Dissertation: Capturing Air Pollutants: Photochemical Adsorption and Degradation of SO2, NO2 and CO2 on Titanium Dioxide
- Location: Ångströmlaboratoriet, Lägerhyddsvägen 1 Room Å2001, Ångströmlaboratoriet, Lägerhyddsvägen 1, and Zoom (see link below).
- Doctoral student: David Michael Langhammer
- Contact person: David Michael Langhammer
David Michael Langhammer defends his doctoral thesis "Capturing Air Pollutants: Photochemical Adsorption and Degradation of SO2, NO2 and CO2 on Titanium Dioxide".
Opponent: Professor Günther Rupprechter, Institute of Materials Chemistry, TU Wien.
Zoom link (Password: Langhammer)
Titanium dioxide (TiO2) is a material with many useful properties. It is used most widely as a pigment in white paint, although in technological research it is better known for its ability to catalyze chemical reactions during light absorption. This process is referred to as photocatalysis, where the energy of the light is used to power the chemical reactions.
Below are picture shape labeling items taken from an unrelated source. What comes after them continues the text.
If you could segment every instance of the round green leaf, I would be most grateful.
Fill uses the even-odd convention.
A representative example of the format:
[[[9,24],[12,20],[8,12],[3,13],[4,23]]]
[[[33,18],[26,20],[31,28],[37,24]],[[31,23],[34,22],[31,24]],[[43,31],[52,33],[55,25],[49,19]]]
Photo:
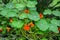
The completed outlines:
[[[21,20],[13,21],[12,23],[10,23],[10,25],[14,28],[21,28],[21,27],[23,27],[24,22]]]
[[[42,31],[46,31],[49,28],[49,24],[45,19],[41,19],[40,21],[37,21],[35,24]]]

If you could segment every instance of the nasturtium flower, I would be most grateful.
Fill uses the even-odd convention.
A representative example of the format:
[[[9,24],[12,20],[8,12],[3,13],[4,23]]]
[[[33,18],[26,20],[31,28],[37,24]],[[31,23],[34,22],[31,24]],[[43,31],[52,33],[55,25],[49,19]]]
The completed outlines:
[[[2,28],[0,28],[0,32],[2,32]]]
[[[28,25],[31,26],[31,27],[34,27],[34,23],[33,22],[30,22]]]
[[[10,32],[11,28],[10,27],[6,27],[7,32]]]
[[[29,25],[24,25],[24,30],[26,30],[26,31],[29,31],[30,30],[30,27],[29,27]]]
[[[40,16],[40,18],[43,18],[43,14],[42,13],[40,13],[39,16]]]
[[[10,18],[10,20],[9,20],[10,22],[13,22],[13,20],[12,20],[12,18]]]
[[[58,30],[60,31],[60,28],[58,28]]]
[[[29,10],[26,9],[26,10],[24,10],[24,12],[25,12],[25,13],[29,13]]]

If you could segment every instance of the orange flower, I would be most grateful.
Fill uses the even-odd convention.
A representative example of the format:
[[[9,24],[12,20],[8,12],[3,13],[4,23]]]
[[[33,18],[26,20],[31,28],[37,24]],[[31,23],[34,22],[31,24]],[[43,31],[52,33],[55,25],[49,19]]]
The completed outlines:
[[[58,30],[60,31],[60,28],[58,28]]]
[[[31,27],[34,27],[33,22],[30,22],[28,25],[31,26]]]
[[[25,13],[29,13],[29,10],[26,9],[26,10],[24,10],[24,12],[25,12]]]
[[[43,18],[43,14],[42,13],[40,13],[39,16],[40,16],[40,18]]]
[[[24,25],[24,30],[28,31],[30,30],[30,27],[28,25]]]
[[[2,28],[0,28],[0,32],[2,32]]]
[[[9,32],[9,31],[11,30],[11,28],[10,28],[10,27],[7,27],[6,29],[7,29],[7,32]]]
[[[10,22],[13,22],[13,20],[12,20],[12,18],[10,18],[10,20],[9,20]]]

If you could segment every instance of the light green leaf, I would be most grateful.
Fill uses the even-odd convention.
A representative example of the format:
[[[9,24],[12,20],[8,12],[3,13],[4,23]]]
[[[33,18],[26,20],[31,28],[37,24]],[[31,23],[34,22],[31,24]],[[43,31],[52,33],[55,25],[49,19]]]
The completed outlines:
[[[9,12],[6,17],[16,17],[17,13],[16,12]]]
[[[28,18],[34,21],[40,20],[39,14],[36,11],[31,11],[31,13],[28,14]]]
[[[49,5],[50,7],[56,5],[60,0],[53,0],[53,2]]]
[[[37,3],[35,2],[35,1],[28,1],[28,3],[27,3],[27,7],[29,7],[29,8],[34,8],[35,7],[35,5],[36,5]]]
[[[52,12],[53,15],[55,16],[60,16],[60,11],[59,10],[55,10]]]
[[[19,15],[19,19],[25,19],[25,18],[28,18],[28,14],[22,13],[21,15]]]
[[[59,22],[58,22],[59,20],[56,20],[56,19],[52,19],[51,20],[51,24],[52,25],[55,25],[55,26],[59,26]]]
[[[59,4],[57,4],[55,7],[60,7],[60,3],[59,3]],[[54,7],[54,8],[55,8],[55,7]]]
[[[55,33],[59,33],[58,27],[55,26],[55,25],[53,25],[53,24],[50,24],[49,30],[50,30],[50,31],[53,31],[53,32],[55,32]]]
[[[42,31],[46,31],[49,28],[49,24],[45,19],[41,19],[40,21],[37,21],[35,24]]]
[[[52,13],[52,11],[50,10],[50,9],[46,9],[44,12],[43,12],[43,14],[44,15],[51,15],[51,13]]]
[[[13,21],[12,23],[10,23],[10,25],[14,28],[21,28],[21,27],[23,27],[24,22],[21,20]]]
[[[14,8],[14,4],[13,4],[13,3],[8,3],[8,4],[6,5],[6,7],[12,9],[12,8]]]
[[[47,38],[42,38],[41,40],[48,40]]]
[[[25,8],[25,5],[24,4],[16,4],[15,7],[18,9],[18,10],[23,10]]]
[[[3,10],[0,12],[0,14],[1,14],[2,16],[6,16],[8,12],[9,12],[9,10],[3,9]]]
This has enabled several interesting applications of TiO2, where it can for instance be applied to windows or façade walls to make their surfaces self-cleaning. Another implementation that has received much attention lately is artificial photosynthesis, where the light energy is used to transform CO2 and H2O into synthetic fuels. This thesis work contributes to the development of both these applications, although the main ambition is to show how three of the most common ambient air pollutant molecules, SO2, NO2 and CO2, can be captured at the surface of TiO2 by means of photocatalysis.
Specifically, infrared (IR) spectroscopy and density functional theory (DFT) has been used as complementary tools of analysis to study the photocatalytic reactions that enable transformation of SO2, NO2 and CO2 into strongly bound sulfates, nitrates and carbonates, respectively. This combined experimental and theoretical approach has enabled a detailed description of how these reactions proceed and has further shown how the fundamental reactivity of the TiO2 surface changes upon light absorption.
The work presented herein contributes to an increased understanding of photocatalysis and shows, quite generally, how molecules can be effectively captured at the surface of metal oxides by forming surface-integrated ionic adsorbates.